The way I'd put it to the tsvwg folks choosing a checksum is this:
if you start appealing to catching all but 1 in 2^32 errors (or
more accurately, 1 in 65521^2), then you have fallen into a fallacy.
You have just conflated a purely combinatoric result, about the ratio
of sizes of the domain and range of the error-check function, with a
probabilistic statement about how likely *in practice* you are to
catch errors. What should give you a serious wake-up call,is to hear
that even the constant function -- some constant 32-bit integer-- will
catch the same fraction of all errors. There's no grounds for
labelling *any* function (in the mathematical sense) as stronger than
another, unless we know something about the distribution of the
errors, or how well some particular function does against some
particular distribution. CRCs are not any stronger than
checksums, *unless* we happen to know that the distribution of
acutal errors tends to favour low Hamming-weight errors.
(the data I and Craig have, is that it doesn't.)
The point to Dave Reed is that the combinatoric argument is very
general and applies to any function, whether the constant function, or
a cryptographic hash, or a shared-secret key, provided we define
"error check bits" to properly measure the fraction of bit
combinations which are accepted, versus those which are
rejected.
One further thing I've mentioned in email is that I recently
re-analyzed the captured error datasets which I and Craig and Vern
gathered, and I did find one pattern which could be exploited here.
The pattern is that the errors we found can be broadly characterized
into two classes: either single-bit or short, low-hamming weight
errors; or as errors where some prefix of the packet is bad; the
packet is subjected to an error; and the error continues all the way
to the end of the packet. The ratio of errored bits within that
damaged `tail' of packet is very close to 0.5.
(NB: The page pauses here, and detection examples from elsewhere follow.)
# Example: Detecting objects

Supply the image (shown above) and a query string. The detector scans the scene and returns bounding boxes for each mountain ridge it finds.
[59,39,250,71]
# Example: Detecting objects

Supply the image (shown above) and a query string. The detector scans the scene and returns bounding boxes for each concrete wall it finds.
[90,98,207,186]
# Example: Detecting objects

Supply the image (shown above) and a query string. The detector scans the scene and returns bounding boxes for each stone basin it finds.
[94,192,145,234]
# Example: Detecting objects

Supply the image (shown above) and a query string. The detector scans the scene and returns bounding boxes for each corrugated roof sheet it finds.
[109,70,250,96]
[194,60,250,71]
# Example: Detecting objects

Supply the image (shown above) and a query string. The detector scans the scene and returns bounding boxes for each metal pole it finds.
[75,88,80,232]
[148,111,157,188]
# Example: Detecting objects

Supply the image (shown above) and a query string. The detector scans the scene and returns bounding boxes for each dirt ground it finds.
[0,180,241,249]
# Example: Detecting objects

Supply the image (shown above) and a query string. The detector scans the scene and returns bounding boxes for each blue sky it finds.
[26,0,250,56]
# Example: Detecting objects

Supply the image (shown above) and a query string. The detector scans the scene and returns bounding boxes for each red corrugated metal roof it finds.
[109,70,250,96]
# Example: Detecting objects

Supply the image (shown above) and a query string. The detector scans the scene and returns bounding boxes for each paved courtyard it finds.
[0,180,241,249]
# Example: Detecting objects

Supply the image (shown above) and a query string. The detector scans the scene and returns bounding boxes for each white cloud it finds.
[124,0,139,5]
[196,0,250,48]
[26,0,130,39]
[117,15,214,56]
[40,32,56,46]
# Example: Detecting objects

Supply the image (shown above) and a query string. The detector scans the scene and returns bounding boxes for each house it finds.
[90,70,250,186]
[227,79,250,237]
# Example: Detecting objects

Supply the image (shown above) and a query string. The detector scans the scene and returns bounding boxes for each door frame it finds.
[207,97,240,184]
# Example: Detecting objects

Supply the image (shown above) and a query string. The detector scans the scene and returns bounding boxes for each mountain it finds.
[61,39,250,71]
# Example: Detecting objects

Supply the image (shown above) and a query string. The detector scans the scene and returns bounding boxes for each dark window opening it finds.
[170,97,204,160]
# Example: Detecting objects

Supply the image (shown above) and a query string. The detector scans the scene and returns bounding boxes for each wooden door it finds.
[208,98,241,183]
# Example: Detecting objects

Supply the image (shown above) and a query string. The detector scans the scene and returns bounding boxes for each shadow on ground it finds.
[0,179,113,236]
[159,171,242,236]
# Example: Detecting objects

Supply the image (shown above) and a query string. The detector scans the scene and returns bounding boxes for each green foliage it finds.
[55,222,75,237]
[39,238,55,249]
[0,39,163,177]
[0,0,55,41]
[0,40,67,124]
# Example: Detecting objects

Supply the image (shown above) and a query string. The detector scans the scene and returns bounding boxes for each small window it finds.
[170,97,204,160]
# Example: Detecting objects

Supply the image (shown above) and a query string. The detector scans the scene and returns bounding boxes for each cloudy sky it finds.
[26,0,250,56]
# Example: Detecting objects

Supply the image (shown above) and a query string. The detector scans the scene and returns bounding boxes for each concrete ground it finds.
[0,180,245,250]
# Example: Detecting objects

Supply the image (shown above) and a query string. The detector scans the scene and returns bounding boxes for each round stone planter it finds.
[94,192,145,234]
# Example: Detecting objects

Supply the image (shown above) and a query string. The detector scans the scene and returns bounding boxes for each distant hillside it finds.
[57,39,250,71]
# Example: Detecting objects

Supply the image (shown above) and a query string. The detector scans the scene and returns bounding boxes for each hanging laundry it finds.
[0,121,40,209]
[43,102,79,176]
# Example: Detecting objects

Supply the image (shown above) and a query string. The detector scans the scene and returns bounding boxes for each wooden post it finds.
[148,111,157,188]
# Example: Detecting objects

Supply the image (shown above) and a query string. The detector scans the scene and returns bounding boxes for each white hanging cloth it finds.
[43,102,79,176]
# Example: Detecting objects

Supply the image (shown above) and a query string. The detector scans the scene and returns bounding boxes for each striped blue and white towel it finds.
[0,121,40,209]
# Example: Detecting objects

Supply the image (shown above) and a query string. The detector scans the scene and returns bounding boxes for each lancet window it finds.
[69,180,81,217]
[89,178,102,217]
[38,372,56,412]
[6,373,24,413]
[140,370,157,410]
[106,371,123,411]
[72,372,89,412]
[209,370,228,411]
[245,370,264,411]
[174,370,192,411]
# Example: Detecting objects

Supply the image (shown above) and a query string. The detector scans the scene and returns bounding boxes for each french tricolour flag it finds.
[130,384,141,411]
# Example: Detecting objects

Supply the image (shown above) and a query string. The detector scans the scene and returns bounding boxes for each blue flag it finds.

That suggests an error model where we model packet-level errors as due
to either signle-bit errors, memory-readout errors which affect a
single word or cache line; or due to `stateful' errors in the
hardware/software finite-state engines which move packets between
packet- buffer memory, and the hardware which implements some specific
media layer. (think of errors due to an under-run in a hardware FIFO,
or a bad bit in a DMA pointer register.)
There's two things to take away from that. The first is that the
errors we've acutally observed, in the only study of in-the-wildn
packet-level errors I know of, the errors are so heavy that, on
average, they affect more than R bits, for any R that's a plausible
error-check. That says we're only going to catch errors stochastically.
The second is that, since the errors seem to be stateful, putting the
error-cheeck information at the end of the packet rather than in a
fixed header field doesn't hurt, and (for the reasons we analyzed to
death in our 98 ToN paper) will acutally help, for the kinds of
nonuniform data we find in filesystems.
If there's anything i can recommend to the tsvwg, its to pick even a
32-bit extension of the TCP checksum, rather than Adler32; and to
think seriously about moving the error-check bits to the end. Not to
help hardware, but to make whatever error-check you use more resilient
against errors in packet-processing engines which (once an error does
hit) trash the remainder of the packet.